Like many men it has become a source of anxiety, shame and lack of confidence. The GF tries to understand but she understandably can get frustrated. We’re just a big frustration party sometimes.
She doesn’t know I take the ED med so often.
She is a sexually charged woman. She is in her early 30’s so she’s peaking and horny and wants me to fuck her all the time. I feign interest if I know I haven’t taken a pill recently enough. Or say I'm tired etc... It makes her feel unwanted. I want her I want her so bad, but I know I can’t back up my feelings in a physical manner consistently. I’ll be stimulating her and getting super aroused in my mind, but the physical isn’t there.
I’m not sure how she’d take it in regards to an implant. I have a list in my head of the pros and cons. i.e. boner any time, no loss in sensation or ability to orgasm, hard as a rock every time, and so on. With the negatives being recovery time (she’d be going without dick for at least 2 weeks it sounds like or maybe even 4-6…. My mouth is gonna get tired
There’s also the fact that I could lose some growth as well as, what do people call it? The soft tip? Does everyone get that? The idea of not getting a natural erection is sort of a win/lose too.

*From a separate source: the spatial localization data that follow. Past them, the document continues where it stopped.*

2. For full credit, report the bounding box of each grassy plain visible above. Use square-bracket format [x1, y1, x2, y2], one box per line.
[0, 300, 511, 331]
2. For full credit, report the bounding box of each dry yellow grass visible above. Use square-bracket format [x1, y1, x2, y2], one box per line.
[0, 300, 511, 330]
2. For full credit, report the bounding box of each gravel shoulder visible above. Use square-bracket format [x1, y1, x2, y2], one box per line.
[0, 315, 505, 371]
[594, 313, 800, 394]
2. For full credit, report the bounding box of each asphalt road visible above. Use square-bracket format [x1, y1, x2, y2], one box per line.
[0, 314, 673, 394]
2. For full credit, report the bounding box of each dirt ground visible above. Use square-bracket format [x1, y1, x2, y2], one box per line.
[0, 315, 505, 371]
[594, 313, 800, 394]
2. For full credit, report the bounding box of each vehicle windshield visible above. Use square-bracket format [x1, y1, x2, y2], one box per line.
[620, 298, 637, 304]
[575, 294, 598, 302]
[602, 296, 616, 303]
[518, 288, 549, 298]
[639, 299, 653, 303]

Great not to get spontaneous boners in the middle of an awkward place like school or in church (when I went as a teen) but also not having the same sensation as a big blood filled boner would take getting used to. (I'm also interested in being more of a shower than a grower which I heard happens too.)
I’ve got BlueCrossBlueShield of California, so I don’t know what they cover.

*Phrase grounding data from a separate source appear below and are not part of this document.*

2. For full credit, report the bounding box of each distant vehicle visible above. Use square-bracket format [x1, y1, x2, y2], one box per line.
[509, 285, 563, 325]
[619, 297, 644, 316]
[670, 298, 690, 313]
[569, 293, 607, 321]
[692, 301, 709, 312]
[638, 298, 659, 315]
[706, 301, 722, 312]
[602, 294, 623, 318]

But I’m thinking of getting the Coloplast Titan OTR. Heard lots of good things about it.
I guess my main concern is that I don’t feel like I have a severe enough case to get approval or get it fully covered. I can get good erections on my own masturbating. It’s the sexual partner that does it….
Again I’m entirely healthy. No horrific dick pump accident. Nobody ripped off my dick in an arm-wresting match gone wrong. I haven’t had prostate surgery or any cancer operations etc, I’m not 85 years old (if you are, bravo keep that bionic D going gramps!)

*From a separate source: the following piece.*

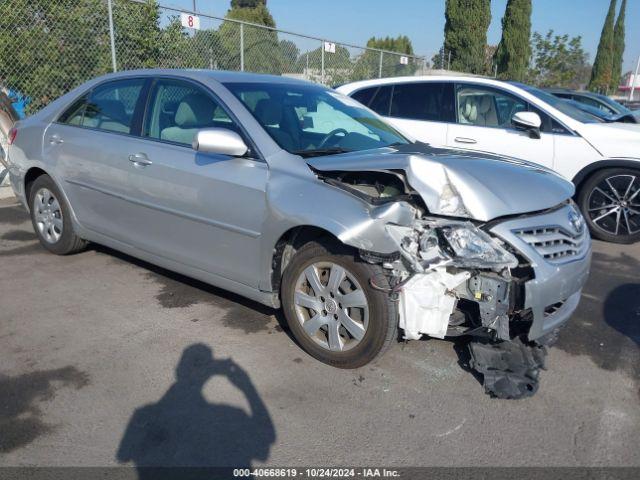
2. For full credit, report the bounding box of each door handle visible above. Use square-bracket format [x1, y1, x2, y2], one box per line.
[454, 137, 477, 144]
[49, 134, 64, 145]
[128, 153, 152, 167]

I just want to be done with all the frustration and disappointment in myself and the insecurity it brings to my beloved partner when I can’t perform and she blames herself.
I want to fuck in every part of our new house and become a member of the mile high club. Have sex in sketchy areas like our garage or our private patio… You get the idea just knowing I could would be enough for me. I don’t want to worry in advance if I have taken a pill or not.
Also Viagra gives me crazy farts and she’s always blaming it on beer. It’s not the BEER! Well maybe partially.
Add to that getting nasty dizzy spells after Viagra sex is getting really old.
So do you think a doctor would feel for my situation or would they tell me to go grab more pills?
Any other positives I can pose when presenting this to my gf would be awesome too.
Not sure how to bring it up or when lmaooo
I’ve been an avid reader of the forum for the last few months. Finally made an account. While there is some bickering or flaming at times in some posts, I feel like this is a very welcoming and warm group. I’m elated to know there’s this type of support available out there. You are all my friends already no matter if you think I’m a dumb jerk face or whatever. Cheers and hope all your bionic dicks are doing great!!